# Cat Poop smell but nothing in the litterboxes



## saprize21 (Jul 15, 2013)

Hello, i am wondering with you cat owners if you also experience this or could explain for me. 

I often smell cat poop in the apartment but i can never find anything in the litter boxes, and yes i would notice if they had done it on the floor in the apartment, trust me on that one. 

So, does cat poop smell just smell often even if there is none in the litter boxes afterwards for long? 

Also, if it is like that, is there a way i could reduce that smell? Cause it sometimes annoys me how bad it smells but i cannot even find any poop in the litter box. 

Thank you for your reading, please tell me if you do not understand what i am trying to say and ask


----------



## Emiline (Sep 26, 2014)

If you are smelling poop chances are there is poop somewhere! I would check in boxes and bags and other little hidey holes.

Can't say I have ever had a issue with phantom poop smells personally.

Some say that feeding a raw food diet or a diet that has less fibre reduces the smell of the cat poop. 

Other than that, frebreeze! 

But I would really suggest having another look if the scent is as strong as you describe.


----------



## TabbCatt (Mar 26, 2014)

My boxes don't smell, with or without poop usually, but I feed raw along with a bit of canned and scoop twice a day, so I'm not sure how you're smelling the stools but not finding any around your home or in the boxes.

If your kitty has loose stools, they definitely smell a lot more than normal ones. Also, does your kitty have anal gland issues? Maybe something is going on with your kitty? Is it possible to follow your kitty when your kitty eliminates? That's what I'd do, if I could...and, I'd worry _more_ if there hasn't been poop at all in a few days rather than not finding poop in the boxes, but yes, both are important. 

Hope you find out what's really going on soon!


----------



## Blakeney Green (Jan 15, 2013)

Is it possible they could be going somewhere other than the box or the floor? You'd notice if it was on the floor, but it could be in a closet or behind the sofa, for example.

I would suggest doing a sniff test. Do the boxes themselves smell? If so, I would give them a good scrubbing with an enzymatic cleaner and maybe look at a litter deodorizer and (depending what you're feeding them now) maybe a diet change.
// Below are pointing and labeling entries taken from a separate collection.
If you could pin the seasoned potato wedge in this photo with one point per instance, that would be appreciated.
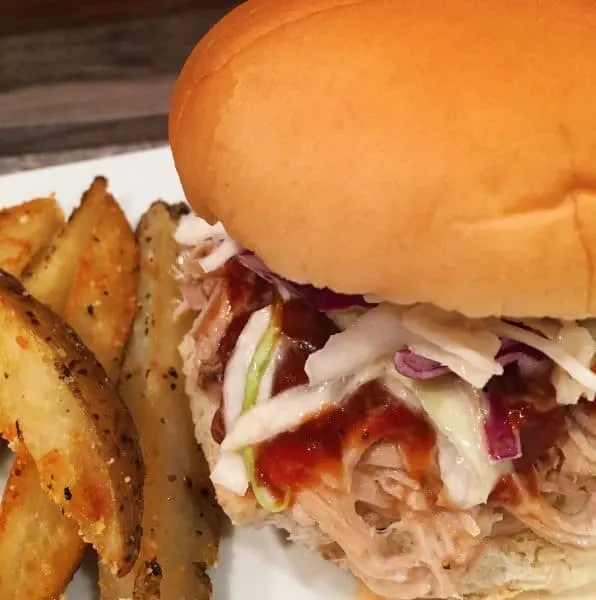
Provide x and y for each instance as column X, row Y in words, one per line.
column 180, row 536
column 57, row 400
column 26, row 230
column 61, row 259
column 100, row 308
column 102, row 300
column 29, row 566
If the boxes don't smell strongly but the apartment does, it's probably coming from somewhere hidden so you'll have to do a careful search.

Best of luck!


----------



## MowMow (Nov 6, 2010)

If I smelled poo and there wasn't any in the litterbox.... my first step would be to sniff around the back end of each cat for gas  

If no one smelled gassy then I'd start hunting for poop and threatening everyone that I'd turn them into fur muffs if I found any outside the box.


----------



## Marcia (Dec 26, 2010)

Hmm, you need to do some detective work. Look under the couch, the box springs, the back of the closets - almost any teeny tiny hole that a cat can squeeze in to can give her access to a place to poop - or like Mow Mow said - it could be flatulence.


----------



## cat owner again (Dec 14, 2012)

Does it smell even after you open windows and let air in?


----------



## zuma (Nov 5, 2009)

I second the others. Also take a look at your cats rear. Mine isn't a rockstar at cleaning herself, so sometimes there's a nasty odor when she walks by. She is very patient with getting her butt cleaned though. Lol


----------



## Marmoset (Feb 18, 2014)

Yup sniff and do a visual check on your cat's butt. I go through this almost daily with my kitty. Sometimes it's just gas but sometimes she has a hanger-on. If your cat is long-haired the latter is even more likely unless you keep up the trimming.


----------



## marie73 (Jul 12, 2006)

When this has happened to me, it means one of my girls had a little _tootsie roll_ stuck on her bottom and scooted somewhere to get it off. There might be streaks somewhere you haven't found yet.


----------



## zuma (Nov 5, 2009)

Haha exactly. Ahh... good times. Lol


----------



## saprize21 (Jul 15, 2013)

Thank you everyone for your replies, i have read what you all said and i can say that there is not so much stuff in my apartment and what i mean is, i can see pretty much all over the floors, and i live alone with 3 cats and i am often quiet so i would hear if they would try to ''hide'' the poop on the floor or where ever it would be, and the smell is gone now, so it feels like the smell goes around in the rooms in the apartment then dissapers after a while. 

I do not know how to explain, but at the moment i dont smell anything, so it could be like some of you said that they had it stuck on their behind or something and that is what brought in the smell, cause they have had poop stuck on them sometimes.

But, i will keep an extra eye open around the apartment and see if i notice anything or see any weird behavior, i have had a period with 2 of my cats peeing on the floor and pooping in sinks so i am experienced with noticing if they do stuff on the floor  s

But thank you everyone for your replies  I really appriciate it


----------



## marie73 (Jul 12, 2006)

Just a heads-up, the streaks could be on clothes, furniture, rugs, etc. fun, fun, fun! :grin:

Thank goodness it hardly ever happens, and I can't be mad at my girls, I mean, I'd be doing anything to get it off, too.


----------



## snowy (Aug 23, 2012)

I don't find streaks, but every once in a while, I can smell it on furniture, especially when cats' butt sits on it. Unless I disinfect the furniture once every week, then I will never get the smell, there were times, I just completely forgot about it and went one whole month without disinfecting, then I can smell it. I do have a disinfectant and deodorizer that I bought from the petshop, just 1 to 2 pump does the trick. If I disinfect weekly, I usually just use 50/50 water/vinegar spray, works too. Recently, I found another product good in dealing with pee/poo smell, Nature's Miracle 3-1.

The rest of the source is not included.